You know these friends. They usually go to worship on Sunday. They might go on a foreign mission trip. But they never give God their lives. These friends are lukewarm. They think God is OK with having some of the pie.

These friends are toxic because they model a dangerous approach to Christian living. The approach that says status quo Christianity is OK. There is no reason to be a Jesus freak. Jesus freaks don’t enjoy life. So go to worship on Sunday. Read the Bible occasionally. But leave a piece of the pie for yourself.

And the moment you try to go “all in” for God, you will meet fierce resistance. Believe me. I have been there.

Several times in my teenage and early adult years, I wanted to go all in for God. But my friends weren’t there. And they saw my attempt to go all in as a threat to our Friday and Saturday nights. So, I heard statements like these:

“Are you really going to stop partying, getting drunk, etc.? You know there is no way you will stick to it. In two weeks, you will be back to your old self.”

And my friends were right. After a few weeks, I was back to my old self.

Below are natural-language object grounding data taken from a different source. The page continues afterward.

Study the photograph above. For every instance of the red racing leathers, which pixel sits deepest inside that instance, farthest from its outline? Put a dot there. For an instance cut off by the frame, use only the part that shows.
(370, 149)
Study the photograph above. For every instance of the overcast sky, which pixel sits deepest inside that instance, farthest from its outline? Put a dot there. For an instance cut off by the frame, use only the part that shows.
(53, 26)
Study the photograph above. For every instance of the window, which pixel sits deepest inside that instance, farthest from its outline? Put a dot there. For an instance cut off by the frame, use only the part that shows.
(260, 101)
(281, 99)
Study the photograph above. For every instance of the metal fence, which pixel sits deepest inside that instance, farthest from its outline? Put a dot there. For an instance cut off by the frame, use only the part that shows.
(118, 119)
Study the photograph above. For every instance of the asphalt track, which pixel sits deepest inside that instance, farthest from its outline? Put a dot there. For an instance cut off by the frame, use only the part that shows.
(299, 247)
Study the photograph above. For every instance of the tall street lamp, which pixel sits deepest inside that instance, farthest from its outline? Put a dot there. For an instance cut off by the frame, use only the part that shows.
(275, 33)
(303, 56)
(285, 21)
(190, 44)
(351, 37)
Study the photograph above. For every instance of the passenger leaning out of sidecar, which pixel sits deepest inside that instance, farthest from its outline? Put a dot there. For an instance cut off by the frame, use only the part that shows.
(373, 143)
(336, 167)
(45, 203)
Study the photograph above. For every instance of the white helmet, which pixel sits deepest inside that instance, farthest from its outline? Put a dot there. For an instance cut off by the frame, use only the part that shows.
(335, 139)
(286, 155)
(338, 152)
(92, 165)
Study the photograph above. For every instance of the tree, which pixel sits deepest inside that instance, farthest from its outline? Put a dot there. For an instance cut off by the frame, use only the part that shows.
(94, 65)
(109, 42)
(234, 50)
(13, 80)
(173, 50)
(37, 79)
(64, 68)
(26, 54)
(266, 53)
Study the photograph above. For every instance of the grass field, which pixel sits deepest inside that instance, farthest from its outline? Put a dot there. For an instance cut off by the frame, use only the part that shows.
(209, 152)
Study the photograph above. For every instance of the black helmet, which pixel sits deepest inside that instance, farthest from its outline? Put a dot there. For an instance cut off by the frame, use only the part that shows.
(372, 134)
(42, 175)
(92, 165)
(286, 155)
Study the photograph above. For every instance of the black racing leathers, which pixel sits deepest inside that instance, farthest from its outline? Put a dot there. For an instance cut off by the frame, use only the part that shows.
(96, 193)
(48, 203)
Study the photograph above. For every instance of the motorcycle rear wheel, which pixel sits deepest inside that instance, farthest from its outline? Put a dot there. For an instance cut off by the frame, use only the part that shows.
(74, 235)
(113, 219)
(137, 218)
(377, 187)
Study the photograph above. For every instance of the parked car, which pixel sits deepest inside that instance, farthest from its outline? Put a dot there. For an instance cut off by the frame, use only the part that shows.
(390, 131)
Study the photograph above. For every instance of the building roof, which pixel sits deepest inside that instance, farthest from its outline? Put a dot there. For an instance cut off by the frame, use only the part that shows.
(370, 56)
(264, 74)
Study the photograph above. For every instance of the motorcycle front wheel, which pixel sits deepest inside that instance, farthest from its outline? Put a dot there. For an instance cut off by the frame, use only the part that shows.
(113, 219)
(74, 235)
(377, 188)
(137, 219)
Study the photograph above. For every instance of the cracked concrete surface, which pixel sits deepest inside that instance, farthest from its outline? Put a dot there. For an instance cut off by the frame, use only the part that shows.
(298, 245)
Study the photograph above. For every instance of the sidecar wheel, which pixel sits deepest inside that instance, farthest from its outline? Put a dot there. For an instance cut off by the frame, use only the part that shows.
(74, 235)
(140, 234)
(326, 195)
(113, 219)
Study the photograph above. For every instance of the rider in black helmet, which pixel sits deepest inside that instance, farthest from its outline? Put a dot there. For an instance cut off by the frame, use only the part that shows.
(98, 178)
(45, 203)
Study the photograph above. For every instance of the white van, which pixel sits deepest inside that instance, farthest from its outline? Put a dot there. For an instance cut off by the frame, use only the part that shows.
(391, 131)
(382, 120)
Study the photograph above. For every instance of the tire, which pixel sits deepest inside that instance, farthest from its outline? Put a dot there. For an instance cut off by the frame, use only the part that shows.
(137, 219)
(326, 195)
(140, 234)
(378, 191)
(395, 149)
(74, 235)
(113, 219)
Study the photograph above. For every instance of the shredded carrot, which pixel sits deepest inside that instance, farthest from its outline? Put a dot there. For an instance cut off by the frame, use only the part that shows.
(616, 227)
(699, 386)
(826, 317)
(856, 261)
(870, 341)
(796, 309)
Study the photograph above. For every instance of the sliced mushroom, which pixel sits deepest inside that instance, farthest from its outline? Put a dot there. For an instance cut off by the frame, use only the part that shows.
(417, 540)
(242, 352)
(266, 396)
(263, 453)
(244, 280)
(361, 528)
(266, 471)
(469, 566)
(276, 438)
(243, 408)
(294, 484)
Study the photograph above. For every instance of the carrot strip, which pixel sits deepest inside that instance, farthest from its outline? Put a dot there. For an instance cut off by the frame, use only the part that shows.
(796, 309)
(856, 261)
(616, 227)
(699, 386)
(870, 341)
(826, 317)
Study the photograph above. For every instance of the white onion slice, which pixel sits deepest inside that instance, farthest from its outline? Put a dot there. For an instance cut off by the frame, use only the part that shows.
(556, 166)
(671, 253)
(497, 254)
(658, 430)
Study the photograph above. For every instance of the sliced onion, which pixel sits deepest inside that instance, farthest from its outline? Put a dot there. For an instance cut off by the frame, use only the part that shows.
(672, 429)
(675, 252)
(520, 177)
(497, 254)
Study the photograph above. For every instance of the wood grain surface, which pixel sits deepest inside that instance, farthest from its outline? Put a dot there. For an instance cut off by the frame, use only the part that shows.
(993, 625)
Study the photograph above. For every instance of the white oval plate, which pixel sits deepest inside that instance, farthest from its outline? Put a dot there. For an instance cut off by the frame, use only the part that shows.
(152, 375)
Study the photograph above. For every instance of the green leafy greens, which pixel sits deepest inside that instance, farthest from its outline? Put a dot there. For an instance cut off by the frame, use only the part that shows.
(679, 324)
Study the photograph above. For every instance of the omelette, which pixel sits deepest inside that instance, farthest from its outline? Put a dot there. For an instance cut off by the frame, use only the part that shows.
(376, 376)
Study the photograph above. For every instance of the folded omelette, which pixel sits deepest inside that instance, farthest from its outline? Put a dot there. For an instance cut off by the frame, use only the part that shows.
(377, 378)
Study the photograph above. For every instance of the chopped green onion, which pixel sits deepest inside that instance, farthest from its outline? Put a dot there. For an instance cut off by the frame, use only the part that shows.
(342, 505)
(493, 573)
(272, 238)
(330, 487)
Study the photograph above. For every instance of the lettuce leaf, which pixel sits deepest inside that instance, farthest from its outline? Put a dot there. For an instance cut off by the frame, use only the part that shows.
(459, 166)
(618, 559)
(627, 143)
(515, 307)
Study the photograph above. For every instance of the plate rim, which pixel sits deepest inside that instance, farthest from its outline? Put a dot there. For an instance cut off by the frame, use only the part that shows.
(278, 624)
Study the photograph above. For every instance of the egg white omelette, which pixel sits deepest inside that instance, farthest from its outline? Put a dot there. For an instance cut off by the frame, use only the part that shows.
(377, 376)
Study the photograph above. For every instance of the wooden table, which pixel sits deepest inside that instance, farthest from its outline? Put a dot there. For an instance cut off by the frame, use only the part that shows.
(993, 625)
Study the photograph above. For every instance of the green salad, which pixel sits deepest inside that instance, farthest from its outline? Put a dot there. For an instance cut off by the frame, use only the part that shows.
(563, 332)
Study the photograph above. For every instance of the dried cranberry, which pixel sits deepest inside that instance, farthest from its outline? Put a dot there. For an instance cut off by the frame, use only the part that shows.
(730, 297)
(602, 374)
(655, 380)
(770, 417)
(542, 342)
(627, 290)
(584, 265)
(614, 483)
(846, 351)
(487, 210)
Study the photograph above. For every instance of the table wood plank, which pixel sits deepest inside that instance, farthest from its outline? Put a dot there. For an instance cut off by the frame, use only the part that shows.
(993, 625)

As long as “not that serious about God” friends are close enough to you to ask these questions, you will never give your full allegiance to God.

 

3) The “no ambition” friend

“Our greatest fear should not be of failure but of succeeding at things in life that don’t really matter.”  Francis Chan

These friends have ambition. But only toward things that don’t matter. Like completing two seasons of their favorite Netflix show in one day. If you mention Xbox, movies, the opposite sex, or the game plan for Friday and Saturday night, these friends perk up like the time I poured water on my roommate when he was sleeping.

But if you mention serving in the community, studying for a test or attending a Bible study, you might as well be talking to a brick wall.

 Surround yourself with people who want to make the world a better place. Surround yourself with people who want to do well in areas that matter.

You were created in the image of God. This means you were created to learn, grow and give. You were created to make the world a better place and do things with excellence. Surround yourself with people who get this … and practice it.

 

4) The “attention must be on me” friend

Spotlight on me. All. The. Time. Do you have friends like this?

These friends are plagued with jealousy and bitterness. They are extremely insecure. And here’s the big one … their lives are plagued with drama. They live a real life soap opera. And most of these friends have no idea why drama always follows them.

Here’s why.

These friends sell their souls to the gods of attention and spotlight. These gods are ruthless. They require everything. And the gods of attention and spotlight kick you to the curb for their next victim once they destroy your worth and value.

These friends are toxic because they are always takers. They take your energy. They take your joy. They take your time. And they will never celebrate your successes. They can’t. The gods of spotlight and attention won’t allow them to celebrate you. It means they take a backseat.

True friends are givers. They celebrate you. They are ok with taking a back seat to you. They listen to you. Surround yourself with givers.